The remaining disagreement between Ms Parsons and the hospital was whether she had provided consent for the preliminary attempts at epidural insertion whilst she was awake; and latterly, whether consent was provided for the subsequent epidural attempts whilst she was asleep.

In both these instances, the validity of her consent depended upon whether the alternative post operative strategy of patient-controlled analgesia (PCA) had been disclosed to her. The judge found as a fact that whilst the risks and benefits of wakeful epidural insertion had been disclosed, there was a failure to disclose the alternative of PCA as a method of pain relief, together with the risks and benefits entailed in that technique.
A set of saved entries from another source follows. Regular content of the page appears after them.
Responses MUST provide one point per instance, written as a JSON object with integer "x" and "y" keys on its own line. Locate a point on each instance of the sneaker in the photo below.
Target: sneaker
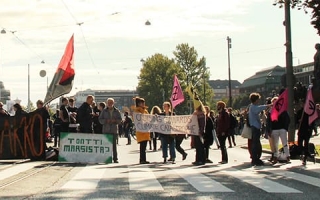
{"x": 184, "y": 156}
{"x": 144, "y": 162}
{"x": 198, "y": 163}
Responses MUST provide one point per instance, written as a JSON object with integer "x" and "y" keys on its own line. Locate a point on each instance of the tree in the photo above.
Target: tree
{"x": 314, "y": 5}
{"x": 156, "y": 79}
{"x": 195, "y": 71}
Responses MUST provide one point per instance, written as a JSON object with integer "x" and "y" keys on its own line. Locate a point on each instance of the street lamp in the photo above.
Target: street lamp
{"x": 229, "y": 71}
{"x": 2, "y": 32}
{"x": 289, "y": 69}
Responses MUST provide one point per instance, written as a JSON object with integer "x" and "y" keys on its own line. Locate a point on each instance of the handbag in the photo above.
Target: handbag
{"x": 246, "y": 132}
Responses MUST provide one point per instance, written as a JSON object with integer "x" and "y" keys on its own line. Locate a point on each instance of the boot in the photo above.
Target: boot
{"x": 271, "y": 158}
{"x": 274, "y": 160}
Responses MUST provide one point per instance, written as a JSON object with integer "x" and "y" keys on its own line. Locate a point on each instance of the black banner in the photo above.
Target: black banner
{"x": 23, "y": 136}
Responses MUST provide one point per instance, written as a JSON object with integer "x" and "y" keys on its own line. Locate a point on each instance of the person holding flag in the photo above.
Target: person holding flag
{"x": 307, "y": 115}
{"x": 177, "y": 97}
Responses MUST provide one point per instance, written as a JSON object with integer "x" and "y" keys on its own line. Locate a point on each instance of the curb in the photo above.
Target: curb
{"x": 269, "y": 152}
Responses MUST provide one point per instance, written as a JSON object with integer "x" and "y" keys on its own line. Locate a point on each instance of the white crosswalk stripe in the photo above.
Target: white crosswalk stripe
{"x": 87, "y": 179}
{"x": 201, "y": 182}
{"x": 143, "y": 179}
{"x": 154, "y": 178}
{"x": 259, "y": 181}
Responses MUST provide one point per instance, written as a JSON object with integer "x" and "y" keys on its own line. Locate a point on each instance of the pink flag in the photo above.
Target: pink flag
{"x": 177, "y": 94}
{"x": 280, "y": 105}
{"x": 62, "y": 81}
{"x": 310, "y": 106}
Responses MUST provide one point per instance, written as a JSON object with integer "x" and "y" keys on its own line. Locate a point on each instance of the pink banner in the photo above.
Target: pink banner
{"x": 177, "y": 93}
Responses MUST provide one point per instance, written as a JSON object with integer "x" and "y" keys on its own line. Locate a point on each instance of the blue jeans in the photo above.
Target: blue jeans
{"x": 256, "y": 148}
{"x": 165, "y": 141}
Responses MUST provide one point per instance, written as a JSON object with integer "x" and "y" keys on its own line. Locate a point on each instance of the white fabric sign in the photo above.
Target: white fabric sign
{"x": 174, "y": 124}
{"x": 85, "y": 147}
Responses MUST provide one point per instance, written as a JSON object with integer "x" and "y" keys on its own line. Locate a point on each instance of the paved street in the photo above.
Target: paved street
{"x": 130, "y": 180}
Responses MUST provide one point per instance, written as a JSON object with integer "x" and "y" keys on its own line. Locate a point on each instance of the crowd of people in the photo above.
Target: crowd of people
{"x": 218, "y": 127}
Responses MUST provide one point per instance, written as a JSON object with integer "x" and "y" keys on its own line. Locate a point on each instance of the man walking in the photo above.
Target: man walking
{"x": 110, "y": 118}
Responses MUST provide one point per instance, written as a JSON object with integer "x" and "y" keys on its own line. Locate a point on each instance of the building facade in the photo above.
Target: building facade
{"x": 267, "y": 82}
{"x": 123, "y": 98}
{"x": 221, "y": 89}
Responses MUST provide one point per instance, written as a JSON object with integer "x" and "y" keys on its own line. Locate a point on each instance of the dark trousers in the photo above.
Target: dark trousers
{"x": 200, "y": 155}
{"x": 303, "y": 142}
{"x": 231, "y": 137}
{"x": 224, "y": 154}
{"x": 114, "y": 147}
{"x": 179, "y": 140}
{"x": 206, "y": 151}
{"x": 256, "y": 148}
{"x": 143, "y": 146}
At the point where it was decided to abandon epidural puncture whilst she was awake, the court found that there was no explanation to her that the epidural would be further attempted whilst she was asleep; and no offer at that stage of the alternative possibility of post operative PCA. Ms Parsons told the court that if consulted at that stage, she would in these circumstances have refused further epidurals and accepted PCA (if the offer had been made).

The court’s finding of fact rested partly on the lack of evidence from the clinical records of the risks and benefits of PCA being discussed with the patient; a lack of records from the morbidity and mortality meeting; and inaccuracies in the account, set out in the letter of candour, which was given to the patient. There had been no attempt to write a ‘…comprehensive post event record’. Furthermore, the judge held that had Ms Parsons been told, after the first three 'wakeful' epidural attempts, that PCA as an alternative form of postoperative analgesia was available, she would have accepted this. She no longer had confidence that her anaesthetist would be able successfully to place the epidural. Since there was agreement that her cord transfixion occurred during one of the seven unconscious epidural attempts, it followed that by choosing post-operative PCA (and refusing epidural punctures whilst asleep) she would have avoided neurological injury.

It is unusual to encounter a judgement where consent is invalidated by the failure to disclose an elementary alternative therapy. In this case, it was not possible for the hospital to produce records to establish that the alternative of PCA, together with its risks and benefits, had been disclosed to the patient.

Notwithstanding working in an era in which the deluge of information is seemingly ubiquitous, clinicians cannot assume that patients are intuitively aware of the therapeutic options available to them.

Don’t ‘take’ consent: Disclose alternatives.